What Is a Joint Liability Company?
Under Article 21 of Law No. 11 of 2015, a Joint Liability Company is a company formed by two or more natural persons (not legal entities) who are jointly liable in all their assets for the company's obligations. This is the defining and most critical feature of this structure: there is no separation between personal and business liability.
Unlike a Limited Liability Company, where your financial exposure is capped at the amount you invested, in a Joint Liability Company:
- All of your personal wealth — savings, property, vehicles, other investments — can be seized to pay company debts
- Every partner shares this unlimited liability jointly, meaning creditors can pursue any one partner for the full amount owed, not just their proportional share
Who Can Form a Joint Liability Company?
Only natural persons (individuals) can be partners in a Joint Liability Company — corporations or other legal entities cannot participate as partners. This makes it inherently a personal partnership structure, built on trust and direct relationships between the individuals involved.
Naming Requirements
Article 22 sets out specific rules for naming a Joint Liability Company:
- The company name must consist of the names of all partners, OR
- It may use the name of one or more partners followed by the phrase "and partners"
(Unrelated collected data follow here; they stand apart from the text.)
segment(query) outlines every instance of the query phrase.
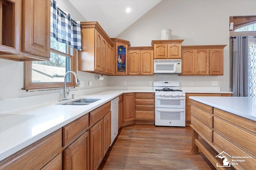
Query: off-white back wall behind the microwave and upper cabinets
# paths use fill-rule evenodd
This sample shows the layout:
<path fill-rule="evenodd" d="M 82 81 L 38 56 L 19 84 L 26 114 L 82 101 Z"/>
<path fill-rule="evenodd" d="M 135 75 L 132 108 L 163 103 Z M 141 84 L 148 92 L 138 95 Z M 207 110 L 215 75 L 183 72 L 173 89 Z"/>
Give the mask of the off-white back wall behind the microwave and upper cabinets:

- The name must reflect reality — if the name includes a person who is not actually a partner, that person becomes jointly liable for company obligations as if they were a partner
This last point is particularly significant for expats: never allow your name to appear in a Joint Liability Company's name unless you are genuinely a partner and fully accept the associated liability.
What the Company Contract Must Include
Article 23 specifies that the Company Contract of a Joint Liability Company must contain:
- The name, objects, headquarters, and branches (if any) of the company
- Full personal details of each partner: name, occupation, title, nationality, date of birth, and domicile
- The total capital and each partner's specific contribution
- Management arrangements and the company's duration
Additionally, Article 24 requires partners to prepare written by-laws detailing the management rules agreed upon. A copy must be attached to the Company Contract.
Declaration and Publication Requirements
Article 25 requires that the Company Contract and all amendments be:
- Documented in the commercial register
- Summarized and published in a local Arabic-language daily newspaper at the company's expense
This applies not only at the time of incorporation but for every subsequent amendment. The existence of the company can only be relied upon by third parties once this declaration has been made — without it, the company's legal standing may be challenged.
Partners Are Treated as Traders
Article 26 establishes an important legal consequence for all partners in a Joint Liability Company: every partner automatically acquires the legal status of a trader and is considered to have personally engaged in commercial activities conducted in the company's name.
The most serious consequence of this status:
If the company is declared bankrupt, all of its partners are automatically declared bankrupt as individuals.
For expats, this can have devastating consequences — bankruptcy in Qatar can affect your ability to leave the country, manage bank accounts, and enter into future contracts.
Shares Cannot Be Freely Transferred
Article 27 states that shares in a Joint Liability Company cannot be negotiable securities, meaning they cannot be bought, sold, or traded on a market.
Article 28 goes further: shares can only be transferred with the unanimous consent of all partners. Any agreement allowing share transfers without this restriction is legally void. If a transfer is agreed upon:
- The Company Contract must be formally amended
- The transfer must be declared in accordance with the publication requirements of Article 25
For expats planning an exit strategy from a Joint Liability Company, this unanimous consent requirement can make it very difficult to sell your stake if even one partner objects.
Rights of Creditors
Article 29 establishes a powerful position for company creditors:
- Creditors may first claim against the company's assets
- If those are insufficient, they may pursue any individual partner's personal assets
- All partners are jointly liable to creditors — a creditor can choose to pursue the partner most able to pay
This is fundamentally different from the LLC structure and is the primary reason most expat business advisors recommend against choosing this structure unless there are compelling reasons.
Restrictions on Competing with the Company
Article 30 prohibits any partner from, without the approval of all other partners:
- Engaging in business similar to the company's activities for their own benefit or for third parties
- Becoming a partner in a competing LLC, private shareholding company, or partnership limited by shares
Violating this restriction can lead to legal claims from co-partners for damages or forfeiture of profits earned through the competing activity.
Is a Joint Liability Company Right for Expats?
In most cases, expats are better served by other business structures — particularly the Limited Liability Company — which caps personal financial exposure at the invested capital. A Joint Liability Company may be appropriate when:
- You are entering a very small, short-term business with a highly trusted partner
- The nature of the business involves minimal financial risk
- All partners fully understand and accept unlimited personal liability
Before choosing this structure, always consult a qualified lawyer practicing Qatari commercial law. The combination of unlimited personal liability, automatic trader status, restrictions on share transfers, and the risk of personal bankruptcy make this one of the highest-risk business structures available to expats in Qatar.